Inguza Technology AB

technology, analysis and solutions

URL canonicalization

One vital part of Search Engine Optimization is to ensure that there is just one link to the same information page.

This is harder to achieve than most people think. Consider a normal html page with the following URL:

/somelink/index.html

This one can actually be accessed using three different URLs.

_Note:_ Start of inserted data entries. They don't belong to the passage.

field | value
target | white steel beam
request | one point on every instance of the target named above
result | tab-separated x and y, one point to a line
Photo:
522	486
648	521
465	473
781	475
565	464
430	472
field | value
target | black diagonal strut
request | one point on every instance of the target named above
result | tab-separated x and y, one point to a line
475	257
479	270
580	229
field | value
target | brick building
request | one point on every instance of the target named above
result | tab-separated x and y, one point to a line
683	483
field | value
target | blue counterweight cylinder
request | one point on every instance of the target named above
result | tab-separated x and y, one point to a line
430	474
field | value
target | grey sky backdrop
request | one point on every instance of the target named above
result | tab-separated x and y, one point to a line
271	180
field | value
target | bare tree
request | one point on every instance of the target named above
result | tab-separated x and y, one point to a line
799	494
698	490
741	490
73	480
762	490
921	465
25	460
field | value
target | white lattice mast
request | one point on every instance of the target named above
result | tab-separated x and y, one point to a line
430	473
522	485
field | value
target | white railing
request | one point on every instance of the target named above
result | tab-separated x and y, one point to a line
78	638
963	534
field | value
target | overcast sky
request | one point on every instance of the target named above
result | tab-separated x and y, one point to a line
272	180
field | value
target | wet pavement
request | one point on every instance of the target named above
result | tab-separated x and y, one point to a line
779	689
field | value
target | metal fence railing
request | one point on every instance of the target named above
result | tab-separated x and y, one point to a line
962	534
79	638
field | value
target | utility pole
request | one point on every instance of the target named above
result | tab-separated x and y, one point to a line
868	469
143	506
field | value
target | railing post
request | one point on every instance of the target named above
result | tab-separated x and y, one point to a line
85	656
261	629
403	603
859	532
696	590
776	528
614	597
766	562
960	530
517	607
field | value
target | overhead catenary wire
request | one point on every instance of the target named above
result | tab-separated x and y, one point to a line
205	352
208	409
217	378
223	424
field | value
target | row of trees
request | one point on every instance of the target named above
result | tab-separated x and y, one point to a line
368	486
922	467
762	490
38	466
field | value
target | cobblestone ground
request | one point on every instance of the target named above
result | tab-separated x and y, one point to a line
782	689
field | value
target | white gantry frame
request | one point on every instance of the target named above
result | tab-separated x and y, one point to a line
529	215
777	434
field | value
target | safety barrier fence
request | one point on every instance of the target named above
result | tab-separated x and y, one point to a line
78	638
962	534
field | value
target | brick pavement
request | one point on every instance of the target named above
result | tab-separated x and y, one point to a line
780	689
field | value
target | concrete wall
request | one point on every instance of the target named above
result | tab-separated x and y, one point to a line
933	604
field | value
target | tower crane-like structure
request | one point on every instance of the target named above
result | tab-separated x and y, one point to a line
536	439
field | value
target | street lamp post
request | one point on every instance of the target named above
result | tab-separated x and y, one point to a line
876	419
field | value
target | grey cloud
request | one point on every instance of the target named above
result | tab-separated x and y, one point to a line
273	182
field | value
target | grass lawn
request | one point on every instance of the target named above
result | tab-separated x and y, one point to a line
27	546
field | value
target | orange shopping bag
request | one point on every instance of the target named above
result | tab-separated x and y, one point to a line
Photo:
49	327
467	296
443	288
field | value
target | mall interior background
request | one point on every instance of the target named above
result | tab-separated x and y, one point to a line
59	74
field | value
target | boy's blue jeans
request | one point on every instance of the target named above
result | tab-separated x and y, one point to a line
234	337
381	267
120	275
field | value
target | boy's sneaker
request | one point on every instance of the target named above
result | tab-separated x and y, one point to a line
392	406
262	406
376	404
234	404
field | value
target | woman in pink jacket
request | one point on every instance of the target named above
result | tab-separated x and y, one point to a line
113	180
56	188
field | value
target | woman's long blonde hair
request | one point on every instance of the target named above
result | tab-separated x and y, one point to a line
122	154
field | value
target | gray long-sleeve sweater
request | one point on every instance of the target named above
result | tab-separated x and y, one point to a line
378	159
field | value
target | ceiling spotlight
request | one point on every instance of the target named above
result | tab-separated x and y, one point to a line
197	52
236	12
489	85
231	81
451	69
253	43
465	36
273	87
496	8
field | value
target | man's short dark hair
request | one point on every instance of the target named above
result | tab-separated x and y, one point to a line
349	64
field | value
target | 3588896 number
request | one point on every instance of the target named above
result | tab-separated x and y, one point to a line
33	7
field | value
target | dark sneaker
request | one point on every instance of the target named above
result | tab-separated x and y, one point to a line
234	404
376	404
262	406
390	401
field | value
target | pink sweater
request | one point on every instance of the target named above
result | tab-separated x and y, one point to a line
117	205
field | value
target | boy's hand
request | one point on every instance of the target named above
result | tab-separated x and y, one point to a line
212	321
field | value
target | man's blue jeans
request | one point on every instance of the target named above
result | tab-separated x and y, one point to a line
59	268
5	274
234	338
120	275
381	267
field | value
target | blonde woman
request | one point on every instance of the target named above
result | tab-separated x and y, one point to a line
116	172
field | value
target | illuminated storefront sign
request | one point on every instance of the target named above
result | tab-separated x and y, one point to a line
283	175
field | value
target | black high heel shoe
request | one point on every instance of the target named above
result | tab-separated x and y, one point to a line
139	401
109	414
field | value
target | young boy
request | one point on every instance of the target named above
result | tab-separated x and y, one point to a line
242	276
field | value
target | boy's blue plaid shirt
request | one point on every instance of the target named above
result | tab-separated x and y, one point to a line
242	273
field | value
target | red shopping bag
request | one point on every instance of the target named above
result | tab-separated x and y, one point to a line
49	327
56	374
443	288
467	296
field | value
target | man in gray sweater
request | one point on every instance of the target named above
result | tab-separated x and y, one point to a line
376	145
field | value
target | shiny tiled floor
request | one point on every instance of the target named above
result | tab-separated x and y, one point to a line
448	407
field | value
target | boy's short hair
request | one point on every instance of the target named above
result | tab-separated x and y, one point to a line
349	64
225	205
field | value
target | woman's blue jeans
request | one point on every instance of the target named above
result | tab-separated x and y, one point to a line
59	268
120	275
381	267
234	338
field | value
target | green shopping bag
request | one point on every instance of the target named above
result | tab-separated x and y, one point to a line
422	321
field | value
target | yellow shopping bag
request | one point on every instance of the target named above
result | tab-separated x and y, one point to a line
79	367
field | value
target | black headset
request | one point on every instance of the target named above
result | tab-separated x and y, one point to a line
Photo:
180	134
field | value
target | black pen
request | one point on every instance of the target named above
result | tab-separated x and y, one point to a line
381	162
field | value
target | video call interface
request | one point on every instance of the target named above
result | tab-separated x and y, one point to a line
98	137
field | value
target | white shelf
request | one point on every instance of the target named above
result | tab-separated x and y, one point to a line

http://somehost/somelink/index.html
http://somehost//somelink
http://somehost/somelink/

If the site have encryption (https) then the page can be accessed through three more

https://somehost/somelink/index.html
https://somehost//somelink
https://somehost/somelink/

There are several techniques to avoid this.

Meta tag

The most important technique is to make sure the page have one canonical URL mentioned the header. The HTML syntax is like this:

<html>
...
<meta http-equiv="Content-Type" content="text/html; charset=utf-8" />
...
  <link rel="canonical" href="http://somehost/somelink/" /> ...

URL rewriting

Redirect index.html to /

Using apache mod_rewrite you do it like this:

alternative 1

RewriteRule ^(.*)/index.html? $1/ [R=301,L]

alternative 2

#RewriteCond %{REQUEST_URI} ^/(.*)/index.htm$
#RewriteRule ^/.*/index.htm %1/ [R=301,L]

Redirect somelink to somelink/

Using apache mod_rewrite you do it like this:
RewriteCond %{REQUEST_URI} ^((?:.*/)?[^/\.]+)$
RewriteRule ^.*$ %1/ [L,R=301]